With the advent of springtime here in the Northeast, you’ve undoubtedly begun to think about developing the base tan and rippling hard body needed for success at the beach.
Unfortunately, if you’re like most of your peers—an estimated 96 percent of them, according to always-authoritative Wikipedia—you’ve spent the previous 365 days gaining the dreaded freshman 15. This annual form of bulking is now so ubiquitous it extends beyond high school and college freshmen to all of the rest of you, “kids at heart” who are part of a millennial youth movement grown old and stout.
Now, far from being able to concentrate your precious energies on the selection of a suitable swimsuit for TikTok twerking, you’re left figuring out how to stave off or reverse the meat-suit bloat and decay that resulted from one too many pancake breakfasts, lunches, and dinners.
You may believe the best thing to do now is to undertake a program of intense physical exercise. Perhaps you’ve even contemplated buying one of those $50,000 Peloton online bicycles or joining some other sort of elaborate scam or multi-level marketing scheme.
Friend, let me tell you something: Dropping barbells filled end-to-end with 15-pound bumper plates, performing muscle-ups, doing air squats in weighted vests, swinging kettlebells, and riding a computer bike for $199.99 a month isn’t the answer.
All that program would do is cost you hard-wasted time and hard-earned money better applied to doing nothing. You see, getting back in shape is just another way of hiding from the truth.
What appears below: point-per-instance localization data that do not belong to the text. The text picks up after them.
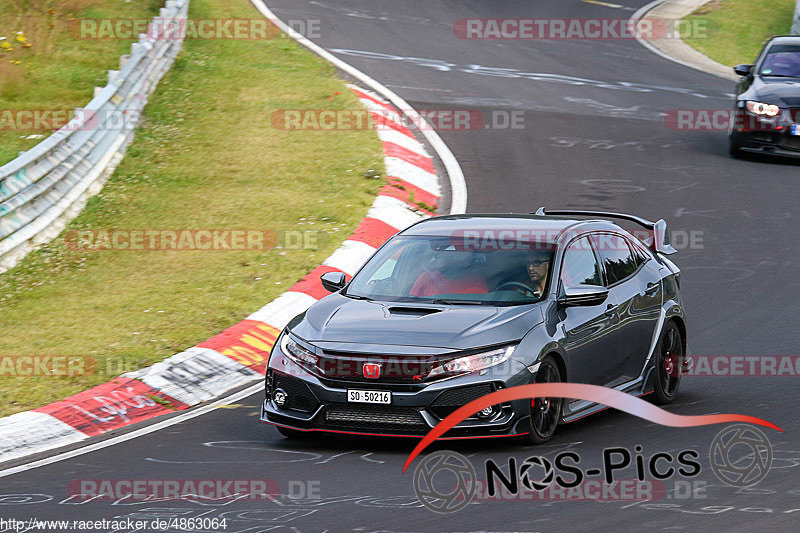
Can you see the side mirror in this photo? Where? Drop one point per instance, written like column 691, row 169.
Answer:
column 333, row 281
column 583, row 295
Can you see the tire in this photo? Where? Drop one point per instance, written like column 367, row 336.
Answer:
column 290, row 433
column 545, row 412
column 669, row 360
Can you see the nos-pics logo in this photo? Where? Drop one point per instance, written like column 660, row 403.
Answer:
column 445, row 481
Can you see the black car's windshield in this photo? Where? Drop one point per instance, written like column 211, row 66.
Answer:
column 782, row 60
column 455, row 270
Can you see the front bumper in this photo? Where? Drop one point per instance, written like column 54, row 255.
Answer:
column 314, row 405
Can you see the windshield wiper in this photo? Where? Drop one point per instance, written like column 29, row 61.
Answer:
column 357, row 297
column 444, row 301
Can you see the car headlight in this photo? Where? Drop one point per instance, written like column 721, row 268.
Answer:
column 295, row 352
column 473, row 363
column 762, row 109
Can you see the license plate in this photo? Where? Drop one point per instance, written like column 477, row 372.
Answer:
column 363, row 396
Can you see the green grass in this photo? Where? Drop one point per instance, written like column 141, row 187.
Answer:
column 737, row 29
column 205, row 156
column 58, row 70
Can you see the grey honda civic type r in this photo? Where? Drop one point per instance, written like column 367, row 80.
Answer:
column 456, row 307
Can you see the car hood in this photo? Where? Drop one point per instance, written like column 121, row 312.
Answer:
column 780, row 91
column 340, row 323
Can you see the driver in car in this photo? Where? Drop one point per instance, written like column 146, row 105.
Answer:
column 536, row 268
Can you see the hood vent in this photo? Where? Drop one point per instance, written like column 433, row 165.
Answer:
column 414, row 312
Consider this: your latest bout with the freshman 15 is who you are.
There are plenty of do-gooders and try-harders writing for America’s top checkout-line fitness magazines who’ll tell you that you deserve some other kind of body, but a beefier physique has lots to recommend it.
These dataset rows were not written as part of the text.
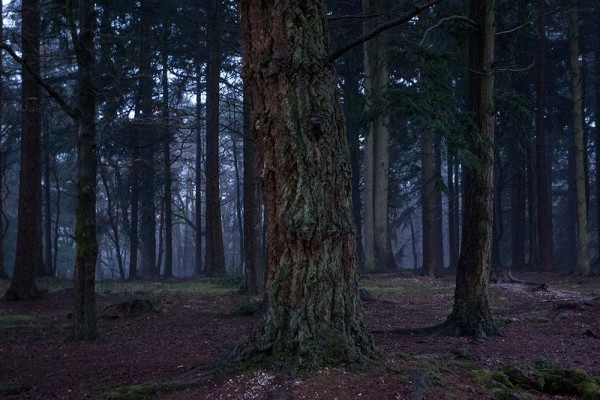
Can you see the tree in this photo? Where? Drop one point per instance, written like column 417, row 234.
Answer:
column 377, row 156
column 314, row 316
column 544, row 206
column 583, row 261
column 471, row 313
column 215, row 259
column 29, row 238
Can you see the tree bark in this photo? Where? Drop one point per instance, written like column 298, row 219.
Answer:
column 29, row 238
column 254, row 267
column 544, row 203
column 168, row 196
column 583, row 262
column 215, row 259
column 471, row 313
column 84, row 317
column 314, row 317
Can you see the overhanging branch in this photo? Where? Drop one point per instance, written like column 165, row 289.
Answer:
column 381, row 28
column 49, row 89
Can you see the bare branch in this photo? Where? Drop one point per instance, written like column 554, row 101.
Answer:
column 49, row 89
column 381, row 28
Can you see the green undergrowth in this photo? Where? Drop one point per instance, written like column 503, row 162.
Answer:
column 522, row 382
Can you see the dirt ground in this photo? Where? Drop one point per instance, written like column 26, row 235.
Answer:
column 197, row 323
First, now that you look different from the way you did in high school or college or grad school or whenever you weren’t so big, you’ve got an appropriate frame of reference for your glory days.
Knee injuries sustained during junior year of high school football—when you were certainly going to be all-state or at least all-county—aside, getting out of shape is an awesome way to develop a usable past you can exaggerate and idealize.
Prom queen? Abercrombie & Fitch model? Splice Today columnist? Now is the time to relive the dreams that never came true.
Second, you can embrace a new supporting role. Ever watch one of those hot college comedies? There’s always a choice part in those for a fat, obnoxious roommate.
These people might not land the partners of their dreams, but their frolicsome antics never fail to steal the show. So answer this: Why wouldn’t you want to be a show-stealer, friend?
Finally, the freshman 15 is a rite of passage, akin to catching your best bro flirting on Grindr with your dad or watching The Boondock Saints for the 50th time. It marks the boundary that separates exciting adulthood—with its 9-to-5 workdays, Netflix binges, tearful visits to the bathroom, and assorted pairs of pleated khaki pants that are uncomfortably tight in the waist yet curiously loose in the ass—from the marathon sleeping sessions and drunken bacchanalia of dreary adolescence.
Now that you’ve packed on the avoirdupois like nobody’s business, aren’t you ready for the big time? Aren’t you ready to be a grown-up able to do the work of size?
As always, you can thank me later, true believers.